Know the Characteristics of the Narcotics You Prescribe
Nirav G. Shah MD
Pain control is an important aspect of critical care medicine and the use of opiate medications has typically been an important method of achieving control in the intensive care unit (ICU) setting. The brain has four opiate receptors that include the mu, kappa, delta, and sigma receptors. Currently used opioid analgesics bind to the mu receptor and initiate the pharmacological effects of analgesia, miosis, respiratory depression, euphoria, and physical dependence.

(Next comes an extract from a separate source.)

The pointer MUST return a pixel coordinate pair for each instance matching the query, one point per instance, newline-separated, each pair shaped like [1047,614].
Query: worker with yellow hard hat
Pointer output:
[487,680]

The route of opiate administration is often intravenous, with bolus administration for mild to moderate pain, continuous infusion for moderate to severe pain, and patient-controlled analgesia for the post-surgical patient who can participate in his or her care. Like other ICU interventions where benefits must be balanced against risks, adequate analgesia must carefully be balanced with the side effects of opiate therapy, particularly in the critically ill patient. These include respiratory depression, hypotension, emesis, flushing, bronchospasm, and constipation.
What to Do
The three most commonly prescribed analgesics in the ICU are morphine, hydromorphone, and fentanyl. While morphine is widely used in the ICU setting, fentanyl has additional benefits for the critically ill patient because of its increased potency, lipid solubility, and hemodynamic stability. Morphine dosing usually begins at 2 mg and is then titrated up by 1 mg to 2 mg every few hours if given in intermittent bolus form and 1 mg/hour if given continuously. Morphine metabolism occurs in the liver with excretion occurring in the kidney. Therefore, the dose should be reduced if the patient has a glomerular filtration rate less than 30 mL/min in order to prevent accumulation of its active metabolite.